Il est possible de combattre efficacement l'extrémisme religieux sans trahir les valeurs démocratiques
 
RISS
Charlie Hebdo dans l'édition 1483 du 23 décembre 2020
 
Édito
 
Finalement, ils étaient tous coupables. Les onze accusés présents au procès des attentats de Charlie Hebdo, de l'Hyper Cacher et de Montrouge ont tous été déclarés coupables d'avoir commis des actes illégaux ayant permis aux terroristes de janvier 2015 de commettre leurs attaques. On revient de loin car, pendant les cinq années d'instruction, on répétait aux parties civiles que les suspects ciblés par l'enquête, arrêtés après la mort des auteurs principaux, étaient des seconds couteaux, complètement étrangers à la sphère terroriste et qu'il fallait même se préparer à ce que certains d'entre eux soient acquittés. Les procès où les auteurs sont morts et où ne restent que des complices sont toujours dévalués, et c'est tout juste si on ne vous explique pas qu'on les organise uniquement pour soulager les glandes lacrymales des seules victimes.

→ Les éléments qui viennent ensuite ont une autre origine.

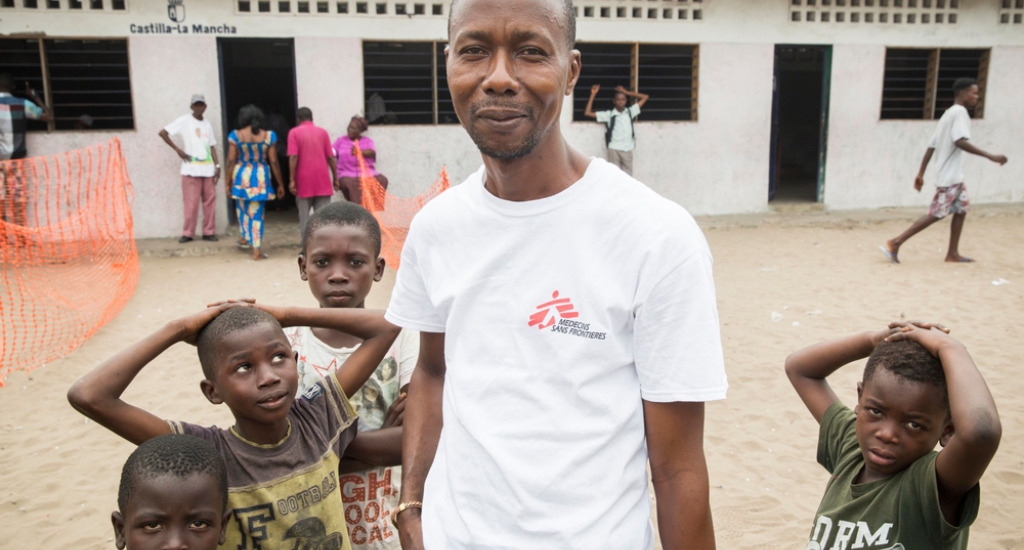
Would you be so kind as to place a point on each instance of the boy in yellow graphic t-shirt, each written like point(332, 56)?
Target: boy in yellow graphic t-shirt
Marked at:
point(283, 453)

Durant ces semaines, on ne pouvait s'empêcher de penser à un autre procès aux caractéristiques comparables. En 1997, quand s'ouvrit le procès de Maurice Papon devant la cour d'assises de Bordeaux, des reproches presque identiques furent entendus : les principaux acteurs étaient tous morts depuis des années, et on avait tiré de sa retraite un ancien fonctionnaire de préfecture pour satisfaire le goût du sang des parties civiles, coupables de cet hallali judiciaire pour quelque 1 500 malchanceux Juifs déportés. Les attentats comme les déportations de Bordeaux ont un point commun, celui de nécessiter la participation de beaucoup de personnes, sans lesquelles les bourreaux n'auraient pu commettre leur crime. Sans les fonctionnaires qui mettaient à jour le fichier juif, sans les policiers qui arrêtaient les individus, sans les conducteurs de locomotive qui tractaient les wagons à bestiaux, les SS auraient attendu longtemps sur la rampe d'Auschwitz avant de voir arriver les trains de la mort remplis des futurs suppliciés.

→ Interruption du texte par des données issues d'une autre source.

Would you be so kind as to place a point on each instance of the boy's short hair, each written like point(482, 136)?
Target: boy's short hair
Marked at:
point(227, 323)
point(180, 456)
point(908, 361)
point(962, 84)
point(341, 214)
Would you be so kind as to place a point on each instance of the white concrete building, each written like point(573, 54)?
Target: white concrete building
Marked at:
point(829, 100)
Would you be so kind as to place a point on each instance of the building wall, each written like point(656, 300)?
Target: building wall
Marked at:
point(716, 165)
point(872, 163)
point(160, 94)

Les crimes terroristes sont construits de la même manière. Les tueurs constituent la dernière étape d'une organisation qui fait appel à une multitude de petites mains qui, individuellement, ont l'illusion de ne rien commettre de très grave, mais qui, mises bout à bout, forment une chaîne de responsabilités qui permet le crime final. La défense des accusés soupçonnés d'avoir été complices des auteurs principaux est toujours la même : ils ne savaient pas ; ils ne se rendaient pas compte de ce qui se préparait ; ils n'ont rien à voir avec l'idéologie instigatrice de ce plan criminel. Si la justice acceptait ce type de raisonnement, propre à la mentalité délinquante, personne ne serait jamais reconnu coupable de rien.
Le verdict de ce procès ne pouvait donc pas se terminer par le moindre acquittement. Seule la nature de l'incrimination, « association de malfaiteurs » ou « association de malfaiteurs en vue de commettre des actes de terrorisme », qui tient compte de l'adhésion ou non à l'idéologie du crime, allait varier. Et le résultat fut plus sévère qu'on ne l'imaginait, puisque quatre des onze accusés dans le box tombèrent sous le coup de cette terrible accusation. La justice antiterroriste, contrairement à ce qu'on a pu dire, n'est pas une justice d'exception. Cette condamnation de tous les accusés, à la fois intransigeante et subtile, démontre que le défi lancé à la démocratie par le terrorisme, en la poussant à prendre des mesures excessivement répressives afin qu'elle trahisse ses valeurs fondamentales, n'a pas atteint son but. Cette leçon devra être retenue quand il faudra débattre de la fameuse loi contre le séparatisme. Il est donc possible de combattre efficacement l'extrémisme religieux en général et l'islam politique en particulier sans trahir les valeurs démocratiques. Tout est une question de volonté politique et d'habileté juridique. Éviter les amalgames qui généralisent pour mieux identifier les foyers les plus virulents et les réprimer pertinemment. Un travail d'orfèvre dont nos dirigeants pourront s'inspirer en lisant les motivations du tribunal qui a jugé ces onze coupables.